Foi com duas palavras em
português que Brigitte Macron se dirigiu aos milhares de brasileiros que nas
redes sociais lançaram a campanha #DesculpeBrigitte. "Muito
obrigada", pronunciou a primeira-dama francesa. Já em francês, explicou o
porquê de se ter sentido comovida. "É por todas as mulheres. Todas as
mulheres se viram afetadas. As coisas estão a mudar. Todas as pessoas devem
estar conscientes disso. Há coisas que já não se podem dizer e coisas que não
se podem mais fazer".
Há quem considere o incidente
entre os presidentes da República de França e Brasil, depois de este ter
comentado uma piada sobre a diferença de idades entre as mulheres de ambos, um
simples fait divers ou mais um exemplo de mau gosto de Jair Bolsonaro. O
assunto é, contudo, muito mais sério do que parece. Pelo que denota do ambiente
social de esvaziamento do papel da mulher, evidente em tantas outras
declarações públicas de responsáveis políticos brasileiros. E pelo que revela
de como muitos homens continuam a qualificar as mulheres.

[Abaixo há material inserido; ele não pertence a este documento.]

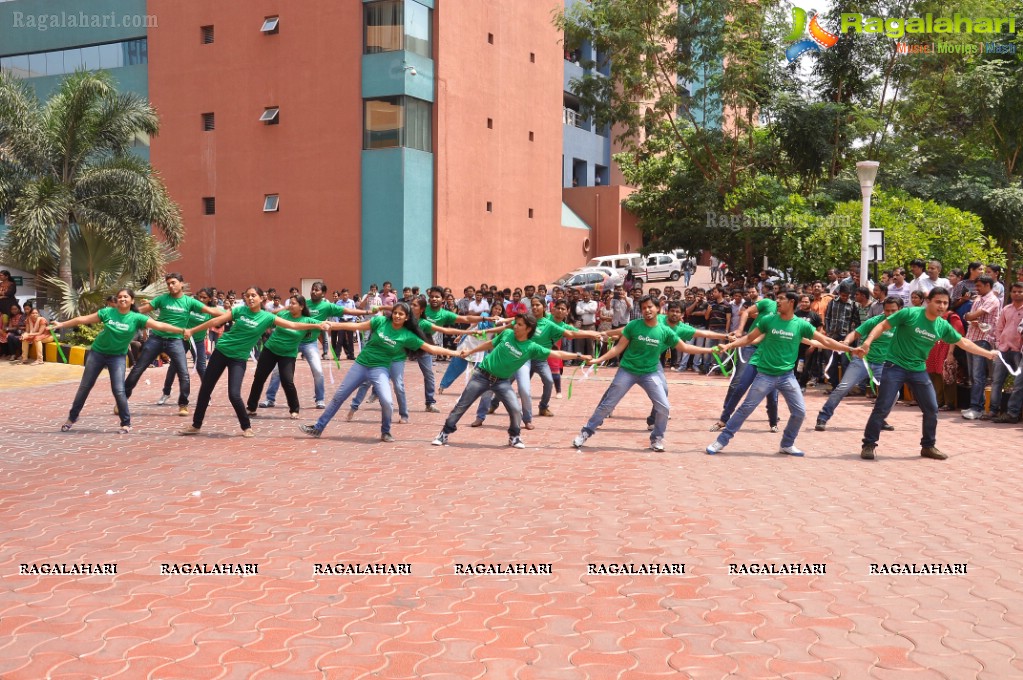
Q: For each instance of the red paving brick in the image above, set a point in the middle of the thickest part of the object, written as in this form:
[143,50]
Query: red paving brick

Por detrás das piadas sobre a
idade de Brigitte está o conceito de mulher mercadoria, que se quer nova e
lustrosa e que é exibida com entusiasmo. Que se reduz ao embrulho e é comparada
com o exemplar ao lado. Ao serviço de um homem que decide, controla e possui.

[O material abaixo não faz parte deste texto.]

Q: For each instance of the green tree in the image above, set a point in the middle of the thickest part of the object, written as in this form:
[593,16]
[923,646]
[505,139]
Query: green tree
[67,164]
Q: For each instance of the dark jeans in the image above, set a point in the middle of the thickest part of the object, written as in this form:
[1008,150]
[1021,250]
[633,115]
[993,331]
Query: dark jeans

Não é assim tão raro ou excessivo. O sentimento de posse contamina, nos
pormenores mais subtis, milhões de relações em todo o Mundo.
A boçalidade de Bolsonaro tem
mais simpatizantes do que se esperaria num tempo em que tanto se tem feito pela
igualdade de género. Precisamente porque estamos em clima de mudança, mas muito
mais lenta do que seria desejável. Num país que já conta, só este ano, duas
dezenas de vítimas mortais de violência doméstica, só na aparência bocas sobre
a idade de mulheres são triviais. É preciso tratá-las com a seriedade que
merecem. Por todas as mulheres. E por todos os homens também.